Additional limitations of this study include limited availability of clinical data in the RA cohort used for the initial gene-signature discovery owing to the retrospective nature of interrogation of clinical chart data after sample collection from joint surgery, and a lack of consent for chart review in some cases. In particular, there were incomplete or missing data for serological autoantibody status for RF or anti-citrullinated protein antibodies. Also, the RA patient population studied for synovial gene expression represents late-stage disease where patients received joint surgery to correct deformity, replace joints, or manage pain. This study also does not address the presence and stability of synovial phenotypes longitudinally from early to late-stage disease and with respect to development of bone erosion. Finally, in the current study we have not applied an exhaustive investigation of all the potential serum biomarkers that may correlate with synovial subtypes, in part due to the desire to minimize multiple testing issues due to the limited number of anti-TNFα-treated patient samples available for biomarker analysis. These important questions are being addressed in a series of follow-up prospective studies.
Utilizing genome-wide expression analysis of synovial tissues from a large RA cohort, we have defined distinct molecular and cellular phenotypes that reflect the considerable heterogeneity present in the RA synovium. In particular, two distinct inflammatory axes emerge from this analysis: one dominated by B cells and the other dominated by inflammatory macrophages and NF-κB-activating cytokines, such as TNFα. It is important to point out that these cellular and molecular signatures, as well as the RA patients, represent a continuous rather than a discrete distribution, as is evident from the presence of lower inflammatory patients with intermediate molecular characteristics between these polar phenotypes. Analysis of respective gene-set modules and serum biomarkers suggest differential clinical response to anti-TNFα and anti-IL6R therapy is dependent in part on the presence of these inflammatory axes. A further subgroup of patients presented with a pauci-immune phenotype lacking major B cell or macrophage infiltration and may reflect a distinct subgroup of patients. These synovial phenotypes explain some of the underlying clinical and drug response heterogeneity in RA, and identifying and stratifying patients prospectively with respect to their synovial phenotype, for example by using blood biomarkers, may be important in making therapeutic decisions for targeting therapies. Such considerations are also likely to be very important for clinical trial design for new therapies to select patients prospectively for increased clinical response rates, and for the design of clinical studies to differentiate targeted therapies with different mechanisms of action.
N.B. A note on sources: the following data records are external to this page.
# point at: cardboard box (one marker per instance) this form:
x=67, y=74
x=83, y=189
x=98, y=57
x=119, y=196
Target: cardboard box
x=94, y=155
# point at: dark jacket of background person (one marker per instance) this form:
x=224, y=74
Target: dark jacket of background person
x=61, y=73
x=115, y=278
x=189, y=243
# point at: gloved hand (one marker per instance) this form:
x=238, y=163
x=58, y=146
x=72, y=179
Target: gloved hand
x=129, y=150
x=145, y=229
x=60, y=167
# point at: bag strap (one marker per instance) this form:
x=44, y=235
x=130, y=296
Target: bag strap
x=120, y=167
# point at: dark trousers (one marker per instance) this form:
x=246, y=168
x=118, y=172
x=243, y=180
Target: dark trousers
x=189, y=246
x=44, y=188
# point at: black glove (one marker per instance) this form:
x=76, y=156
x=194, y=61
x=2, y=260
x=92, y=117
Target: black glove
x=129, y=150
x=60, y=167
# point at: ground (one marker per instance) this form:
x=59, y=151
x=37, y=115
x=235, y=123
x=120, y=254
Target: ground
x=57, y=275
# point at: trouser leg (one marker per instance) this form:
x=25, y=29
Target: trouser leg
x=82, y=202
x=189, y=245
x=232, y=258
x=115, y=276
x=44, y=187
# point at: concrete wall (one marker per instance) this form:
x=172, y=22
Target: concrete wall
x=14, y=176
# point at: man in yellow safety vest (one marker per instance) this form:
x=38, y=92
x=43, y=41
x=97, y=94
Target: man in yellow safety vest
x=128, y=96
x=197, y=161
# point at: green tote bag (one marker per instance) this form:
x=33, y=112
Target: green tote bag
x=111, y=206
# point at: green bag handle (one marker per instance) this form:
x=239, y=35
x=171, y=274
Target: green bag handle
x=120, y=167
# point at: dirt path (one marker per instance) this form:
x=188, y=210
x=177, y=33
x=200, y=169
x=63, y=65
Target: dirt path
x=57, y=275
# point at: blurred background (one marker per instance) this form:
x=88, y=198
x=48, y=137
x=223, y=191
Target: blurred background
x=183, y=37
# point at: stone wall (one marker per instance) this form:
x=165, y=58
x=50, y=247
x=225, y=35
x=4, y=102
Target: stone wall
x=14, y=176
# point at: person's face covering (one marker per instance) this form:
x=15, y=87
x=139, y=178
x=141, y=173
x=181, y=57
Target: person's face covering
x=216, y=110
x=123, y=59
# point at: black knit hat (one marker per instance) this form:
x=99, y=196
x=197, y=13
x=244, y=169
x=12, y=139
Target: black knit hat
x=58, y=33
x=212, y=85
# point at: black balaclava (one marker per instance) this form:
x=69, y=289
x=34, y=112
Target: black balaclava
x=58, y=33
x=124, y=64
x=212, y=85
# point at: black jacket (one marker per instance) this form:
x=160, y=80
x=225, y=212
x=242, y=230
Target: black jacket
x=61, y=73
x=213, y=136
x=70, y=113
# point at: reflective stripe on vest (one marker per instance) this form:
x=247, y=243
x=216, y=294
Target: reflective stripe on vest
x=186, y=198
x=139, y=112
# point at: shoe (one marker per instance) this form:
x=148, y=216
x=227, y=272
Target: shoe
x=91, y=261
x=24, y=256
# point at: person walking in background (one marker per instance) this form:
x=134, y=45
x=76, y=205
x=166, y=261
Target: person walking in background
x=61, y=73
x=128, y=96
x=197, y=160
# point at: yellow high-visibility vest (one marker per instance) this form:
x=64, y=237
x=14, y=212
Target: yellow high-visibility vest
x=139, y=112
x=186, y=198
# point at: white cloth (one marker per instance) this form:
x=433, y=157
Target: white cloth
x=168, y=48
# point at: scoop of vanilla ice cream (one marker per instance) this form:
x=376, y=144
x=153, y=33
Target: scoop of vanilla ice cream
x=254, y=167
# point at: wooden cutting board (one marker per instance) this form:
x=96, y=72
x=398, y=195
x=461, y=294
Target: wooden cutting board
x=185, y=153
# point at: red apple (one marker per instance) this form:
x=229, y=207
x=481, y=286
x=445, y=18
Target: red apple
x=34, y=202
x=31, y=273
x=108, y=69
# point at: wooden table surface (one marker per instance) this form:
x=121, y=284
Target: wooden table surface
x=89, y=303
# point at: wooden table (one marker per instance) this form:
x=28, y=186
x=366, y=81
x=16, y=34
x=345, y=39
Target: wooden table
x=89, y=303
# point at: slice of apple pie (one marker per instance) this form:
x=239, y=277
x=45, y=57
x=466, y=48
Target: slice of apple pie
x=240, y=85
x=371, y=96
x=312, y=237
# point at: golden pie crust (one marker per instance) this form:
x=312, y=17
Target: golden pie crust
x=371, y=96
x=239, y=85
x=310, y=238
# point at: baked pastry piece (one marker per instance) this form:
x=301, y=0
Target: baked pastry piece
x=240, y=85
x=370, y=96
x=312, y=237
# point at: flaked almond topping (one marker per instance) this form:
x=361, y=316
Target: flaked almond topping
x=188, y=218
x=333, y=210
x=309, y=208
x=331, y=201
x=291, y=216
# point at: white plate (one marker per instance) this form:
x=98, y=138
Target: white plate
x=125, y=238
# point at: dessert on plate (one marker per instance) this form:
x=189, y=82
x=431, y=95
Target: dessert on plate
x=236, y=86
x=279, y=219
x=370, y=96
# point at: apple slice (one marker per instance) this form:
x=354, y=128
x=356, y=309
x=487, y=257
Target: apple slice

ACR: American College of Rheumatology; ADACTA: ADalimumab ACTemrA; Agg: aggregated; AUC: area under the receiver-operating characteristic curve; BMP: bone morphogenetic protein; CXCL13: C-X-C motif chemokine 13; DAB: 3,3′-diaminobenzidine; DAS28: disease activity score (from 28 joints); DAVID: Database for Annotation Visualization and Integrated Discovery; DMARD: disease-modifying anti-rheumatic drug; ESR: erythrocyte sedimentation rate; EULAR: European League Against Rheumatism; FACS: fluorescence-activated cell sorting; FDR: false discovery rate; HCL: hierarchical clustering; IFN: interferon; IL: interleukin; JAK: Janus kinase; LLOQ: lower limit of quantification; LN: lymphoid neogenesis; LPS: lipopolysaccharide; MSigDB: Molecular Signatures DataBase; NF-κB: nuclear factor kappa-light-chain-enhancer of activated B cells; NS: not significant; NSAID: non-steroidal anti-inflammatory drug; PAM: partitioning around medoids; RA: rheumatoid arthritis; RF: rheumatoid factor; RMA: robust multichip average; ROC: receiver-operating characteristic; sICAM1: soluble intercellular adhesion molecule 1; STAT: signal transducer and activator of transcription; STEPP: subpopulation treatment effect pattern plot; TNF: tumor necrosis factor.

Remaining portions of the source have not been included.